Justice Dorney had the benefit of photographic exhibits of the defect. He concluded from those photographs it was not fresh broken concrete, it had therefore been present for some considerable time and was for at least the whole of the 2010 year to the time of the incident and probably from late in the year before.
On foreseeability, Justice Dorney concluded the subject incident was foreseeable, in the sense it was not ‘far fetched or fanciful’. In relation to breach, in light of the fact the worker was shepherding children and so she would not have been permanently be on the lookout for hazards on a step-by-step basis, His Honour concluded that steps needed to be taken to inspect, properly and adequately, and to take preventative measures. His Honour rejected the State of Queensland’s argument that the small size of the defect constituted an everyday hazard and did not require an urgent and excessive response such as barricading. He said knowledge of the defect demanded action including barricading until remedial action could be undertaken.
Justice Dorney also rejected the State of Queensland’s submission that the broken concrete could not be responded to in a timely fashion due to bureaucratic and budgetary constraints. (The defect ended up being repaired as part of a much larger area, costing $12,814, from funding that was not part of maintenance by early June 2010.) He held a simple examination of the pathways by the school’s groundsman prior to each term commencing would be easily achievable and bureaucratic constraints would not have stopped that particular form of inspection nor constrained the prompt placement of barricading around an area of concern.

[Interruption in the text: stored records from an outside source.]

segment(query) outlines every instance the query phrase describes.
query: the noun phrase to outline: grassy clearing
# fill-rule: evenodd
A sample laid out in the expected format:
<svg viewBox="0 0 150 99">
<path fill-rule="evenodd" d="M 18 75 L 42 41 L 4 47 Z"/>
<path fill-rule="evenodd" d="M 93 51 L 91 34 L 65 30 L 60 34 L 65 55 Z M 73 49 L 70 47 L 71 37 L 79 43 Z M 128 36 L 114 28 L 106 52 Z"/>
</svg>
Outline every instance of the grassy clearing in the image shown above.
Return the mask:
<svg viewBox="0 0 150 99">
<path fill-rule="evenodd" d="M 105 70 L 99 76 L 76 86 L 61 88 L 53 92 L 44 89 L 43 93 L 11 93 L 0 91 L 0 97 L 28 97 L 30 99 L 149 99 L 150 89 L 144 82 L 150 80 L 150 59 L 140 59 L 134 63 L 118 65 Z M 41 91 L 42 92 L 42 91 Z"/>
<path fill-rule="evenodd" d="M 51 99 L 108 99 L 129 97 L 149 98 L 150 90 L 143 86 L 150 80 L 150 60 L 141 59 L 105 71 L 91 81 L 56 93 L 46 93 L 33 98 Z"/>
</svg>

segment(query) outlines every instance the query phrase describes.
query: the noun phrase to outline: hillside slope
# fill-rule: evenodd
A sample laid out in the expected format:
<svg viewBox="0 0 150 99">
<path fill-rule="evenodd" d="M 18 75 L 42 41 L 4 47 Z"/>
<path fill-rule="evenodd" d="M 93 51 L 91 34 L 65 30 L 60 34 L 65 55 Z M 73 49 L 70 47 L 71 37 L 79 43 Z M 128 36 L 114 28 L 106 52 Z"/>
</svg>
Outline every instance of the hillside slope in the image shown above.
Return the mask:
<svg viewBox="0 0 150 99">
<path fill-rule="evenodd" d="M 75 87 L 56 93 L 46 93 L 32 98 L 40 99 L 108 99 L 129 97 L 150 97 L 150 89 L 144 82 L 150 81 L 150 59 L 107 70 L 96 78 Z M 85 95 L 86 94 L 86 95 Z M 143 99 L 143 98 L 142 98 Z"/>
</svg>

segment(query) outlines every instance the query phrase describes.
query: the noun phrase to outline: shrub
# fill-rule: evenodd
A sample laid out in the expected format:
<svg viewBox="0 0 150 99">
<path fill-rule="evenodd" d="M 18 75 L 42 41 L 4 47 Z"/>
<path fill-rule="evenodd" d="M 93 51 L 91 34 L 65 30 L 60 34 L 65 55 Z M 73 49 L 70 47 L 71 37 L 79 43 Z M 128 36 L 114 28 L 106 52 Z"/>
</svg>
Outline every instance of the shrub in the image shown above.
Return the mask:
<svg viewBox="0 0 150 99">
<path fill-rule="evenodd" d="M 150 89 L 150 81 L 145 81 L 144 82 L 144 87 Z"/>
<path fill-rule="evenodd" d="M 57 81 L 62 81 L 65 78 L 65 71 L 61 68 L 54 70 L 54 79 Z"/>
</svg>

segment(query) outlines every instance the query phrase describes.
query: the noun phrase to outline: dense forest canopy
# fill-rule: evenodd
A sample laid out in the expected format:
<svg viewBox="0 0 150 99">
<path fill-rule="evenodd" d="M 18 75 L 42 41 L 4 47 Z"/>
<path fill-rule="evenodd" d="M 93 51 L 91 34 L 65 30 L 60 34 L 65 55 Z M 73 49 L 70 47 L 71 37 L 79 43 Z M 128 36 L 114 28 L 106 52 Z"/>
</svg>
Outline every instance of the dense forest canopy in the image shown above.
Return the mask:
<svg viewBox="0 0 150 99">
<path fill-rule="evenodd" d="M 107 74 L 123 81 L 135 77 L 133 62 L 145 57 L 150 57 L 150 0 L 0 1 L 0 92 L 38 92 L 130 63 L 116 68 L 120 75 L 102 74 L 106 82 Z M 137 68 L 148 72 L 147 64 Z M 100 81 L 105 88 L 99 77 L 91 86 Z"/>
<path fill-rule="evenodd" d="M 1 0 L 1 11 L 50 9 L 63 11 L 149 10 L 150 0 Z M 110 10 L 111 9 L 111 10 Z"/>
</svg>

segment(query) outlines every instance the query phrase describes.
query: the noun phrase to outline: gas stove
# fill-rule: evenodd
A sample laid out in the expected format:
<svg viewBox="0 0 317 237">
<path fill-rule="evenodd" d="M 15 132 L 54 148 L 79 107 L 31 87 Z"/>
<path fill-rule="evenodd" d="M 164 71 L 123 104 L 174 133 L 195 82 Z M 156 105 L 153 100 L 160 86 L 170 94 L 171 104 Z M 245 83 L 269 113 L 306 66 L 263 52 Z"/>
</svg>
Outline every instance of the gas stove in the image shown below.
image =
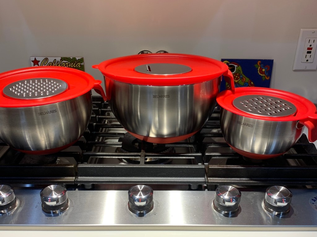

Although not argued by the State of Queensland, Justice Dorney considered contributory negligence and concluded the worker was not guilty particularly when no other person had detected the defect and the defect was in an ordinary path of travel. The State of Queensland was therefore found liable to the worker.
The decision shows that in relation to prior safety inspections and the court’s satisfaction that a prior safety concerns did not exist, proof of the mere fact of prior inspections having occurred is not sufficient for an employer to succeed. The quality of the inspections must be considered and whether they actually addressed the subject safety concern.